25-Jul-2004 -- This is probably Scotland's easiest confluence being only one field away from a road and situated on a riverbank rather than on some remote moor or in a forest. Well it just missed out on the forest as the Dunrobin Glen is now mostly planted, but its still in the clear.
The Ordnance Survey (OSGB) datum shows the confluence across the river, this is marked on the 1:50000 sheet 17. Fortunately WGS84 is a couple of hundred metres away and no wading required. I expect you will still get wet feet from the bogs though.
I have passed it many times, but the weather has always been too poor for photography. Last time I climbed Beinn Lunndaidh the boggy hill to the south in pouring rain rather than visit the confluence. A previous attempt failed when roads were blocked by snow.
Its quite a fluke this being easy, most of Sutherland is far from roads and desolate game reserves consisting of rough peat bog. Odds are that a random point in the county would be hard to get at. The place is empty due to nothing short of ethnic cleansing in the 19th century. Folk were evicted to make room for sheep ranges, the shepherds soon following to make way for hunting estates. Some made it to Canada others settled in coastal communities, the interior remains largely uninhabited to this day. The architect of this catastrophe is commemorated by a statue above the confluence - fortunately invisible from it.
This time, was on returning from visiting friends nearby and was a simple downhill walk through a field full of bog plants, yet dry underfoot. The GPS led me to a grassy meadow beside a small river with the forestry plantations (Sitka spruce for paper) just beyond the water. Getting the zeros was painful due to the midges (Culcoides inpunctatus) a tiny vicious bloodsucking fly that plagues Scotland. This variety of noseeum has to be experienced to be believed. Noone has found a consistent repellant and they attack in 10s of thousands. Think carefully before camping in Scotland in summer. Enough to make you long for the big swattable mozzies of British Columbia. Trust the wind to drop at the vital moment allowing the swarm to find me.
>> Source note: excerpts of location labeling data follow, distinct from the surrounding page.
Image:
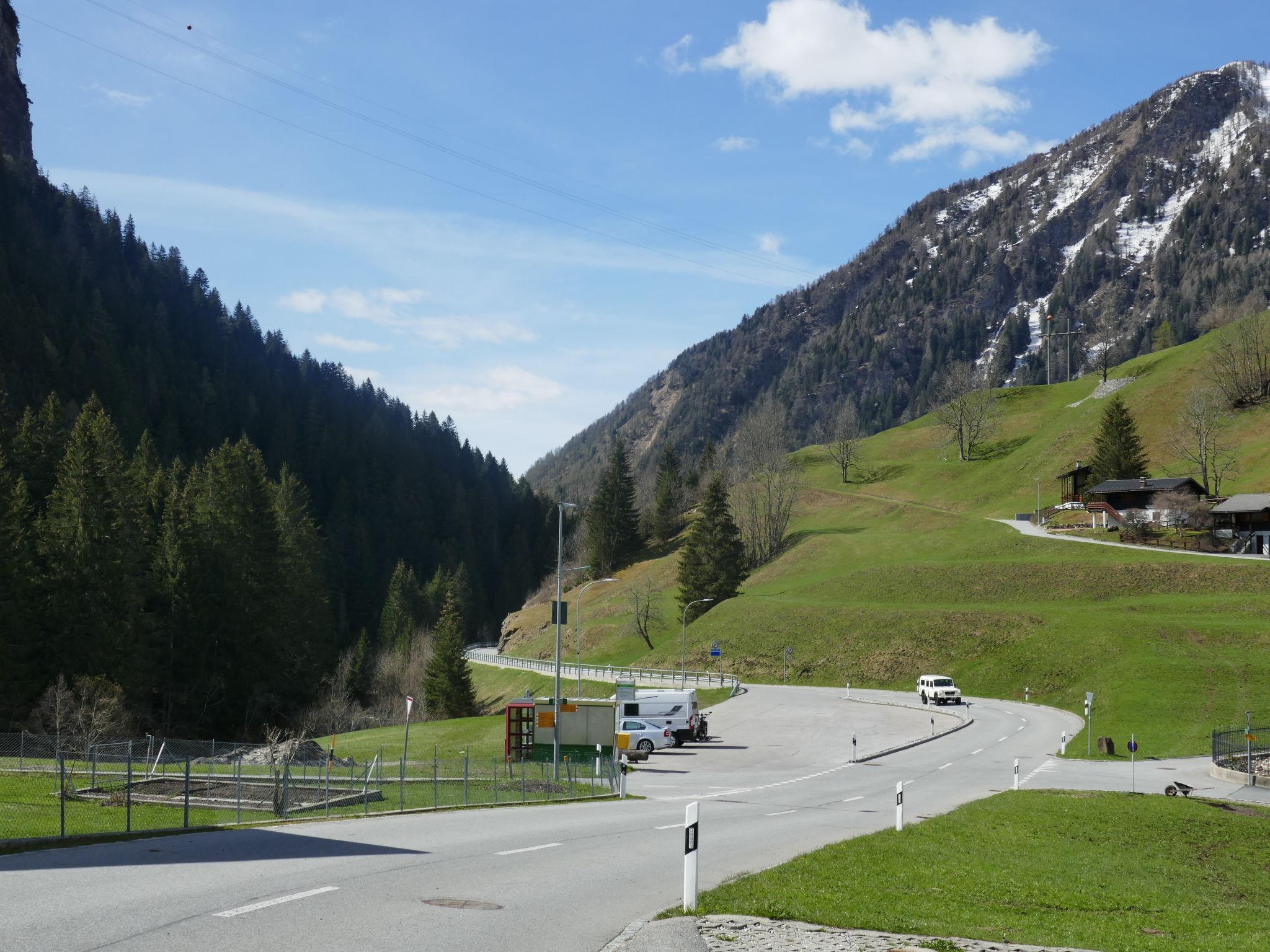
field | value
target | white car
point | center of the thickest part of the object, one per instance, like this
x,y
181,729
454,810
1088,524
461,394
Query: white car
x,y
938,690
646,736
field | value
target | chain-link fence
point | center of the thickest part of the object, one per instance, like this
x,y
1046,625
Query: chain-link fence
x,y
1244,749
47,788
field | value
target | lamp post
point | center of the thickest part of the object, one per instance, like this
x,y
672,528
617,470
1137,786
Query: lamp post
x,y
578,664
683,644
556,700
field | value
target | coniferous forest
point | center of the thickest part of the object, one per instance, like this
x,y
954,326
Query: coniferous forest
x,y
193,511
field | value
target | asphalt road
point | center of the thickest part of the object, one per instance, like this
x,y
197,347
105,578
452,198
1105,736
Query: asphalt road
x,y
779,782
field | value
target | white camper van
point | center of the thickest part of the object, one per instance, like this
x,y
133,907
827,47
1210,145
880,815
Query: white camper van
x,y
673,710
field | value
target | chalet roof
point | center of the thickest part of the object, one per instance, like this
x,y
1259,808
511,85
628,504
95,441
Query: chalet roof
x,y
1151,485
1076,471
1245,503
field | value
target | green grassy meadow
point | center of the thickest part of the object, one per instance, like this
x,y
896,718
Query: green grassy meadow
x,y
1105,871
904,571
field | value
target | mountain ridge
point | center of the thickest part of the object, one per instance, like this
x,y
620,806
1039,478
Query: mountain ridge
x,y
1127,224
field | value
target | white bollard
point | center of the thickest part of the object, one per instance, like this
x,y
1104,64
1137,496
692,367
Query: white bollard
x,y
691,840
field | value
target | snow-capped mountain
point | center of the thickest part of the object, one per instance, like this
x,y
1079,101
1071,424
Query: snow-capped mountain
x,y
1158,214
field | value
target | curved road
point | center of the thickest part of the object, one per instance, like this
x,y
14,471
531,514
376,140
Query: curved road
x,y
778,783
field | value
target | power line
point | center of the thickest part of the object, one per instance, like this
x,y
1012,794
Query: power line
x,y
448,133
397,164
456,154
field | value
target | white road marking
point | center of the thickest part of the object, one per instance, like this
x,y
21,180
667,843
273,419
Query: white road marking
x,y
526,850
269,903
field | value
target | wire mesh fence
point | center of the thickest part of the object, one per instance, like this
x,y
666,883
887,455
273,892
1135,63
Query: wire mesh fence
x,y
55,788
1245,749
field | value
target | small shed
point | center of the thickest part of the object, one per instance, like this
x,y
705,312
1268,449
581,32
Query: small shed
x,y
1245,516
1140,494
1072,484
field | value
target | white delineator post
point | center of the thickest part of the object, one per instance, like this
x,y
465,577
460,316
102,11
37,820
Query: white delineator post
x,y
691,840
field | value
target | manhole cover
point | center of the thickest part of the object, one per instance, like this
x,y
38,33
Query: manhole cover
x,y
463,904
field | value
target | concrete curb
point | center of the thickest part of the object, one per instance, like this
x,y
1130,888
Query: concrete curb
x,y
911,743
1226,774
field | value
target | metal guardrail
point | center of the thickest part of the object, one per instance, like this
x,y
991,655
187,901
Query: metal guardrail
x,y
609,673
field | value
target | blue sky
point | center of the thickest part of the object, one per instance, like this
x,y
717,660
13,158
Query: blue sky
x,y
757,145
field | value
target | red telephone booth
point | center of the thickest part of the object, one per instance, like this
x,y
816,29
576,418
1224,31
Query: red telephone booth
x,y
518,730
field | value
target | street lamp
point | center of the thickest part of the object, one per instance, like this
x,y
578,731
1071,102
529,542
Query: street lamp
x,y
683,643
556,700
578,666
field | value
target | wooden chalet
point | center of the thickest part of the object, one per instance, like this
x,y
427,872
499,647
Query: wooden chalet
x,y
1245,517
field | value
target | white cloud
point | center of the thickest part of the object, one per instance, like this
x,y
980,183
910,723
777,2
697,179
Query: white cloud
x,y
672,56
943,79
304,301
391,307
353,347
769,243
499,389
117,97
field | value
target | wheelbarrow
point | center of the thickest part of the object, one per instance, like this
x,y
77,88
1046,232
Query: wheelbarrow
x,y
1176,787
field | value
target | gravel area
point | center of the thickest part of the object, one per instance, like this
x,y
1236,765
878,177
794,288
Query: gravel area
x,y
748,933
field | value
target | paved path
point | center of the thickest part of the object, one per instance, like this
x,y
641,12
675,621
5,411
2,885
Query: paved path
x,y
1028,528
569,878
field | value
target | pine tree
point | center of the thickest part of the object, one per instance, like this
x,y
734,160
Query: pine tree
x,y
613,521
404,609
1118,451
668,495
1163,337
447,682
92,546
713,560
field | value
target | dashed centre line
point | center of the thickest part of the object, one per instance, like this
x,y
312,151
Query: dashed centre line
x,y
280,901
526,850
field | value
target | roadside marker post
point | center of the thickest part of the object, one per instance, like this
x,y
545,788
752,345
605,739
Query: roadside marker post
x,y
691,840
1089,723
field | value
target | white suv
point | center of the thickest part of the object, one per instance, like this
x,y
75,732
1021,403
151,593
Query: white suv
x,y
938,690
646,736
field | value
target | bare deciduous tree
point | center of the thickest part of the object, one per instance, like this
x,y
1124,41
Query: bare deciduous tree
x,y
843,437
82,715
646,610
765,482
1199,437
968,410
1181,509
1238,362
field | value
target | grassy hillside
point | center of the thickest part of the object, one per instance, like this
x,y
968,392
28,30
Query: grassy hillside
x,y
902,573
1104,871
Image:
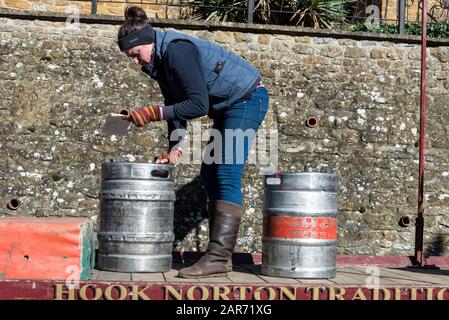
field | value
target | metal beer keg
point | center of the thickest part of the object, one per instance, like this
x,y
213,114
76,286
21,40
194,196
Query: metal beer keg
x,y
300,227
136,217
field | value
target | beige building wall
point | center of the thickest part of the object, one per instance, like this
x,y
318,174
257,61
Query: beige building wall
x,y
413,13
160,11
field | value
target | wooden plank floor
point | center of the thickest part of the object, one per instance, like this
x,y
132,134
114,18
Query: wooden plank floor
x,y
250,274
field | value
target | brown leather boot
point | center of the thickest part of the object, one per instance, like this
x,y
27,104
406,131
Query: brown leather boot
x,y
211,205
215,262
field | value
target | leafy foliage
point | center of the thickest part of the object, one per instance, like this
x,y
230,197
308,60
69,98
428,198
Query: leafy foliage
x,y
307,13
434,29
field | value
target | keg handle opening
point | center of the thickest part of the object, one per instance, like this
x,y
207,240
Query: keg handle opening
x,y
159,173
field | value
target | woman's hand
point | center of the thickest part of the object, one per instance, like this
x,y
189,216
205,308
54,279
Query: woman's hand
x,y
144,115
171,157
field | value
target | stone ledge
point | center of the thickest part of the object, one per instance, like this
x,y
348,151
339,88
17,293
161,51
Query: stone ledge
x,y
225,26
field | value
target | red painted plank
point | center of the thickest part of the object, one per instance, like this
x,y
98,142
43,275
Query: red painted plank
x,y
46,290
41,248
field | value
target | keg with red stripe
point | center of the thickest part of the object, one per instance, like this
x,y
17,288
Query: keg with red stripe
x,y
300,225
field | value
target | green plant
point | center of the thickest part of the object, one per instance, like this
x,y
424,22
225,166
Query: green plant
x,y
434,29
219,10
319,13
307,13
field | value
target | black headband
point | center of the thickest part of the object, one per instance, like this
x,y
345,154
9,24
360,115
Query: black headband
x,y
145,35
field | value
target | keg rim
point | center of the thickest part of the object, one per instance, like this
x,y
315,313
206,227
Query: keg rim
x,y
140,163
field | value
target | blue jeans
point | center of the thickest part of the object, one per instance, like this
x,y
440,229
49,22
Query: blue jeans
x,y
223,179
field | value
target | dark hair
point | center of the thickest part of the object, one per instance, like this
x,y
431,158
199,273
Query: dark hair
x,y
136,19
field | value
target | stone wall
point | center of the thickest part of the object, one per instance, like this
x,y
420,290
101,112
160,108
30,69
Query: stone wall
x,y
58,83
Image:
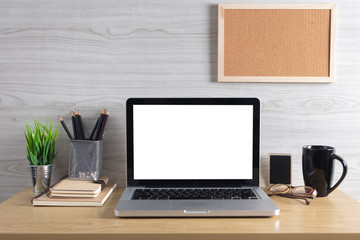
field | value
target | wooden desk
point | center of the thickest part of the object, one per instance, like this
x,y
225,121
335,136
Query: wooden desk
x,y
334,217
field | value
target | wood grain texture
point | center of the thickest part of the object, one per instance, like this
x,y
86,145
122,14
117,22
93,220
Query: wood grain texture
x,y
327,218
59,55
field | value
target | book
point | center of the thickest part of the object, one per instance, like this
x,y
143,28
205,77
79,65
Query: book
x,y
77,188
48,200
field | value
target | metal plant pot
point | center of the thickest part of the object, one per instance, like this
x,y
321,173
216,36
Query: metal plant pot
x,y
40,177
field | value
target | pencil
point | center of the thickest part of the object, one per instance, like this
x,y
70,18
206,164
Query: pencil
x,y
98,128
104,124
81,126
74,124
65,127
94,129
77,124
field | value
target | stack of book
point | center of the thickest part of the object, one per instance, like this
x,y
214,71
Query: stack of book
x,y
68,192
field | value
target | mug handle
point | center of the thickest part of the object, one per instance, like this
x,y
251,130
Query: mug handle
x,y
337,157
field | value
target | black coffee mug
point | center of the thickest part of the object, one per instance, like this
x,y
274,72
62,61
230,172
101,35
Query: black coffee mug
x,y
318,168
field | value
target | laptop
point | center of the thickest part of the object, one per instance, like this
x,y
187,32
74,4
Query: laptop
x,y
193,157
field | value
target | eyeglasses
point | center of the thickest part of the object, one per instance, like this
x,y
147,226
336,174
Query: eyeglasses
x,y
299,192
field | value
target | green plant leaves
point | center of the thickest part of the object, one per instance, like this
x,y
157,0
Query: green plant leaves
x,y
41,143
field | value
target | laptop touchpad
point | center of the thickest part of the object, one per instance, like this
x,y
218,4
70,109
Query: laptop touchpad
x,y
196,205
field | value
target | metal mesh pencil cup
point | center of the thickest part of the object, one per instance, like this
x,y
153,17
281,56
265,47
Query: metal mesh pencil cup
x,y
85,159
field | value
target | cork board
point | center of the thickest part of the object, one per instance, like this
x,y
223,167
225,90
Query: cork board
x,y
276,42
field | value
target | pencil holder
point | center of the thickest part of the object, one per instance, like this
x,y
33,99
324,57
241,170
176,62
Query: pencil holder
x,y
85,159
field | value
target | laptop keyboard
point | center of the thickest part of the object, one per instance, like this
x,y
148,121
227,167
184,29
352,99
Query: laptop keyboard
x,y
196,193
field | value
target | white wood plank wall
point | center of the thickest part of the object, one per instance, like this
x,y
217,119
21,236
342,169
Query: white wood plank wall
x,y
59,55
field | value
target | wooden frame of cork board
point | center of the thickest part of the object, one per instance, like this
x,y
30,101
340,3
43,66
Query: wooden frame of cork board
x,y
276,42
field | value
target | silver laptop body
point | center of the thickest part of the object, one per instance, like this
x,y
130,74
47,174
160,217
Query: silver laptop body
x,y
191,145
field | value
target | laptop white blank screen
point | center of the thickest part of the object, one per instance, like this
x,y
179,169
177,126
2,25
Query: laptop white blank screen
x,y
179,142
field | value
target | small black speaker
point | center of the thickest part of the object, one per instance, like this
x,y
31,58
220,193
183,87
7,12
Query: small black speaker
x,y
279,168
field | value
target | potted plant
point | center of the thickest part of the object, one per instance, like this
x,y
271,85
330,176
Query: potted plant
x,y
41,153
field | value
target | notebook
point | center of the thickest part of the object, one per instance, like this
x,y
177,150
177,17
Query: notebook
x,y
45,200
193,157
77,188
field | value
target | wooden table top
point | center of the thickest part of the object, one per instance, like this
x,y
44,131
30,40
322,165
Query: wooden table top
x,y
333,217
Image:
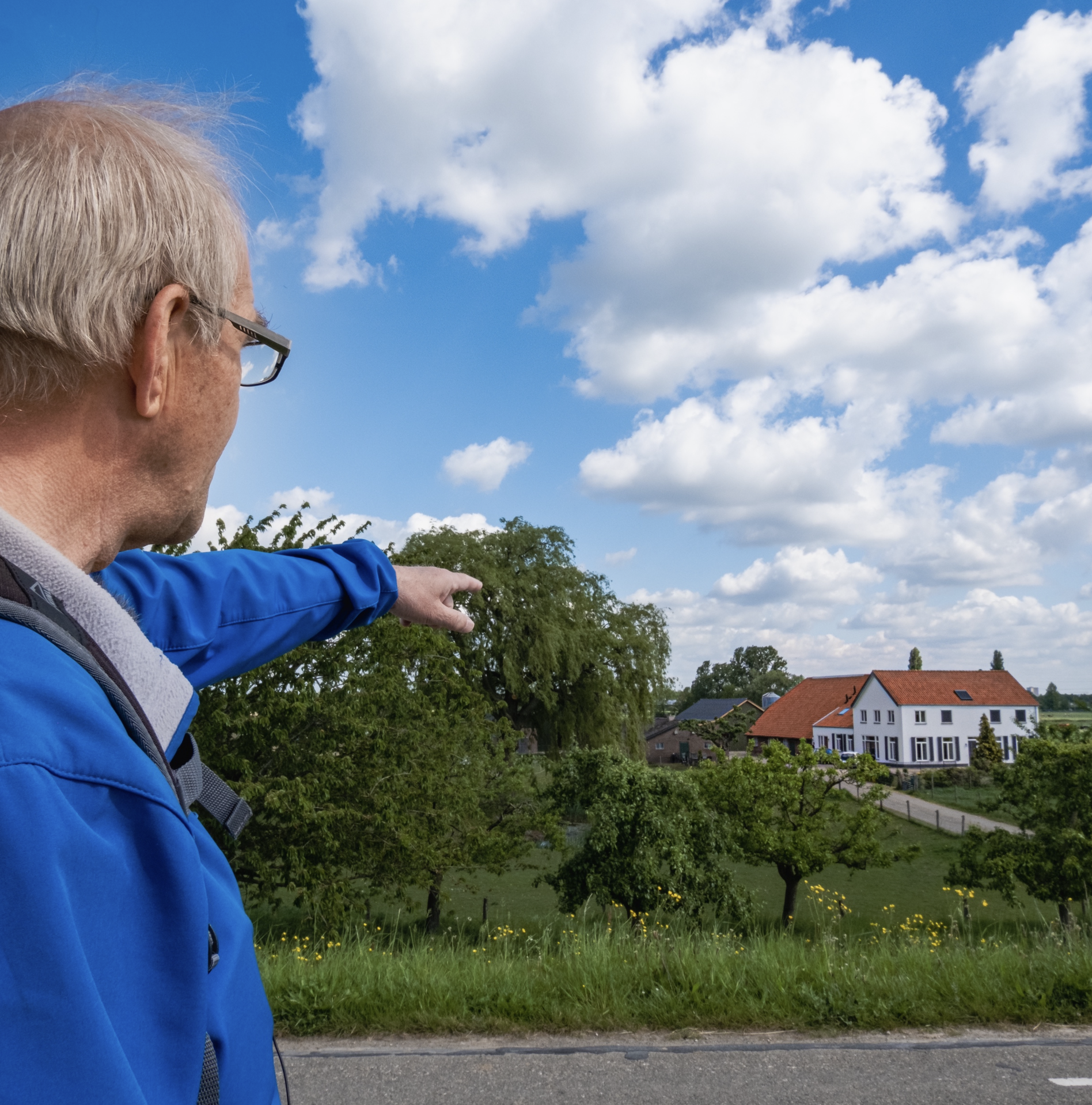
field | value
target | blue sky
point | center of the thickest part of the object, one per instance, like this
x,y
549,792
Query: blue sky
x,y
811,342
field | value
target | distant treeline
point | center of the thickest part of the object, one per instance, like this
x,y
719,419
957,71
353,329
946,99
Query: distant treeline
x,y
1056,700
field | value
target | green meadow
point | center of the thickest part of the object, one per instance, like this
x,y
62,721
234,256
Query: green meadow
x,y
870,949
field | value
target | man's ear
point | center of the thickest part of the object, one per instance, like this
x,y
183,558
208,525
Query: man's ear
x,y
155,350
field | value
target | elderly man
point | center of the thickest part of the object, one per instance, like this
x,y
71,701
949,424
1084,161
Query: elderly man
x,y
127,322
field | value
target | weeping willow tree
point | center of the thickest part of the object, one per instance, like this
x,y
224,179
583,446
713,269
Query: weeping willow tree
x,y
553,649
373,763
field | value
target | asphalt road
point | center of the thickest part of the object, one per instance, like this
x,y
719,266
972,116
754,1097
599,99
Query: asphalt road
x,y
711,1068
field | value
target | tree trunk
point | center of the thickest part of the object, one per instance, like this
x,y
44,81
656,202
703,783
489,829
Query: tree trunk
x,y
792,881
432,911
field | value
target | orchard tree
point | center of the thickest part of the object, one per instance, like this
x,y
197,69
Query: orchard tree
x,y
651,842
553,650
1048,793
987,753
750,673
788,811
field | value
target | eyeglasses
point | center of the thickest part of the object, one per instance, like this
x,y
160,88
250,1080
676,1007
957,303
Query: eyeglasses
x,y
267,350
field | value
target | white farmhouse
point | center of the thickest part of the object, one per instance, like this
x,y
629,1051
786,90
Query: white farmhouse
x,y
931,718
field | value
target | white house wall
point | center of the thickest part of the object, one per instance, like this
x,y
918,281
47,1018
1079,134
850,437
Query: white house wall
x,y
946,737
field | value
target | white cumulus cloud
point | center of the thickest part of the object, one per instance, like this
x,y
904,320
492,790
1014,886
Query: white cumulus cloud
x,y
486,466
737,171
624,556
1029,100
818,576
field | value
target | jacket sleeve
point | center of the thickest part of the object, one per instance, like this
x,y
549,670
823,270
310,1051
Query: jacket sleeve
x,y
217,615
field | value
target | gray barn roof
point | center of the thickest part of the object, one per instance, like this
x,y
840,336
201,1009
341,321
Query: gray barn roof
x,y
708,710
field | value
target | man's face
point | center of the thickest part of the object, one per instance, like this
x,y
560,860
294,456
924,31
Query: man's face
x,y
199,416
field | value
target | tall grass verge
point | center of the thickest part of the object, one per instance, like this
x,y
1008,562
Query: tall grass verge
x,y
650,974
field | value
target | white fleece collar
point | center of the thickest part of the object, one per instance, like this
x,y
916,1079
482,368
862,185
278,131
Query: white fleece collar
x,y
162,691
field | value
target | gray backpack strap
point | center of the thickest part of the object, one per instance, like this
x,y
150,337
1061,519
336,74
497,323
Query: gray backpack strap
x,y
209,1091
201,785
74,650
191,781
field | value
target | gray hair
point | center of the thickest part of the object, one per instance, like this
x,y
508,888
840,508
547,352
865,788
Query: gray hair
x,y
106,196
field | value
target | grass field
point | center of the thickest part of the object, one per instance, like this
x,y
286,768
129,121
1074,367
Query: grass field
x,y
903,956
905,889
968,800
575,975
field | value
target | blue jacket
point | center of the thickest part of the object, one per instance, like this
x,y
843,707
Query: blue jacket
x,y
106,888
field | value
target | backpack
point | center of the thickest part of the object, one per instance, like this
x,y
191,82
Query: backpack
x,y
28,603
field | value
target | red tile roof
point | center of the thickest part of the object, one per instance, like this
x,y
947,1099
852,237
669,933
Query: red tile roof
x,y
931,688
794,713
837,720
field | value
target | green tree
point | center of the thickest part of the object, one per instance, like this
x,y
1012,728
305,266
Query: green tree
x,y
369,760
750,673
1048,792
555,650
790,811
987,753
1052,700
651,843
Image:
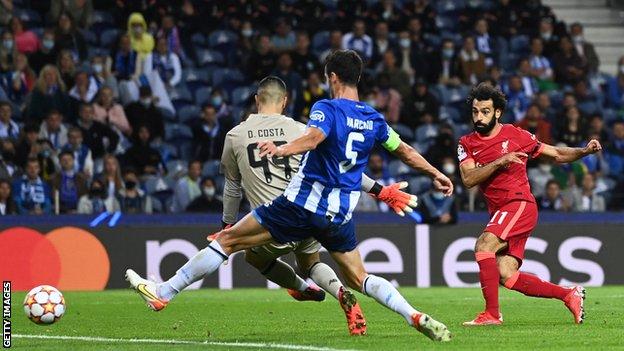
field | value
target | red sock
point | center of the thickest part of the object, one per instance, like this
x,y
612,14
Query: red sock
x,y
531,285
489,278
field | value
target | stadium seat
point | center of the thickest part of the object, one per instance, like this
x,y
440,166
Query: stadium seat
x,y
222,75
167,114
209,57
222,38
320,42
202,95
211,168
108,38
176,131
188,113
241,94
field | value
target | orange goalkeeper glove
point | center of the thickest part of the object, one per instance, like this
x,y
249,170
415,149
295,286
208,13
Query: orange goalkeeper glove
x,y
398,200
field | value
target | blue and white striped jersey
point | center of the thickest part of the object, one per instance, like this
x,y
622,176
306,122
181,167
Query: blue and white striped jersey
x,y
329,179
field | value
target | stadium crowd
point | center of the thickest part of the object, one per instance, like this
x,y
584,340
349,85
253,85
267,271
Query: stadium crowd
x,y
124,105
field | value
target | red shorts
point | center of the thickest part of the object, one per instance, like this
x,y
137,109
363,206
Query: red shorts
x,y
514,223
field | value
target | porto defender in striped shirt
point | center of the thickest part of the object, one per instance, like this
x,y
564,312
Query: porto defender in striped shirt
x,y
494,157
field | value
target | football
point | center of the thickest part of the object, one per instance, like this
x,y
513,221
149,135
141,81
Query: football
x,y
44,304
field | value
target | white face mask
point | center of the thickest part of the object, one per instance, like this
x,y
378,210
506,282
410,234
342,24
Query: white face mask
x,y
448,168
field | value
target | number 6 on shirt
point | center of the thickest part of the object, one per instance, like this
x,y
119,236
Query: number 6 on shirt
x,y
349,153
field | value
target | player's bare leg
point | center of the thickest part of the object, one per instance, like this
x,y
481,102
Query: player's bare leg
x,y
385,293
486,248
244,234
531,285
282,274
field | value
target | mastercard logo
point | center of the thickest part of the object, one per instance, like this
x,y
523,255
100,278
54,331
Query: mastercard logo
x,y
68,258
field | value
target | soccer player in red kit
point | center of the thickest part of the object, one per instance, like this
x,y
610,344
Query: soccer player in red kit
x,y
494,157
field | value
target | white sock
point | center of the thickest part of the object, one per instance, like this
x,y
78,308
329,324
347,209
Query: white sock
x,y
326,278
282,274
386,294
204,262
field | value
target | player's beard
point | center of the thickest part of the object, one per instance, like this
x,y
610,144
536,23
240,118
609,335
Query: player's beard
x,y
485,129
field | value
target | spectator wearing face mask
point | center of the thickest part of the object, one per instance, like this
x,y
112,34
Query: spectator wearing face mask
x,y
208,201
101,72
46,55
140,40
8,52
133,200
54,130
8,128
83,159
7,205
30,193
71,185
97,201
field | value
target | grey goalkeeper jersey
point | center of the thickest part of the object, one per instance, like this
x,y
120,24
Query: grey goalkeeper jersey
x,y
263,179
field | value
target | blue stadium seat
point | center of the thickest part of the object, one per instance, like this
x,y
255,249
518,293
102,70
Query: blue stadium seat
x,y
519,44
177,131
167,114
223,75
188,113
202,95
222,38
199,39
108,38
320,42
90,37
211,168
241,94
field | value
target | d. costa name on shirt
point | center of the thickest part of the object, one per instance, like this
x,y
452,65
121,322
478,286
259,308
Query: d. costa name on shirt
x,y
266,133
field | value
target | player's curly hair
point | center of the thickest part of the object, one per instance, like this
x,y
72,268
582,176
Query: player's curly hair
x,y
347,65
485,91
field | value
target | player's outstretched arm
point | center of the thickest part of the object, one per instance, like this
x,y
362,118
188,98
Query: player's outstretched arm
x,y
473,175
398,200
306,142
570,154
412,158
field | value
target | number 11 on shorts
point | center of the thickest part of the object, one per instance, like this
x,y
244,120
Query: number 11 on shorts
x,y
501,218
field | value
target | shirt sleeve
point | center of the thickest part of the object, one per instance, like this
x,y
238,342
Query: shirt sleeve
x,y
229,166
386,136
529,143
322,117
463,151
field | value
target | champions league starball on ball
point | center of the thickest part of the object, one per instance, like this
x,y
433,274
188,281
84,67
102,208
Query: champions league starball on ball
x,y
44,304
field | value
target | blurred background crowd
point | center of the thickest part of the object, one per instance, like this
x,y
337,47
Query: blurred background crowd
x,y
124,105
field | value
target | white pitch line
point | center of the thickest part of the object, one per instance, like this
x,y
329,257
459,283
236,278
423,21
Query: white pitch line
x,y
256,345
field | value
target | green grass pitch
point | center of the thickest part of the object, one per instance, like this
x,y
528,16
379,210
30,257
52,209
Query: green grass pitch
x,y
250,319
On three sides there were newly planted hillsides rising to Beinn Lunndaidh and Meall Horn (a short easy climb for a BIG view) with the road to the interior passing up the glen. Above the confluence there is one more inhabited house. To the east there are more houses and folk were gathering in sheep for clipping. Beyond another mature woodland lies the town of Golspie and the sea. As well as the noise from the sheep gathering, tractors and dogs, a buzzard(Buteo buteo) was calling overhead.
There will be changes here: The trees are growing fast and the glen looks different to previous visits. The area is beside a major electricity transmission line and will soon be developed for wind power. Meall Horn and Beinn Lunndaidh are obvious targets for development, and at least the windmills will be more use than that monument to evil that currently disgraces Ben Bhraggie.
Future visitors should also drop in on Brora, home to one of Scotlands best icecream parlours. Hopefully they have been doing good business as this has been a very poor wet, rather "Icelandic" summer sofar, and this was the first day in 6 weeks on which I had not experienced some rain. It was still cool and cloudy but the sun did appear at times.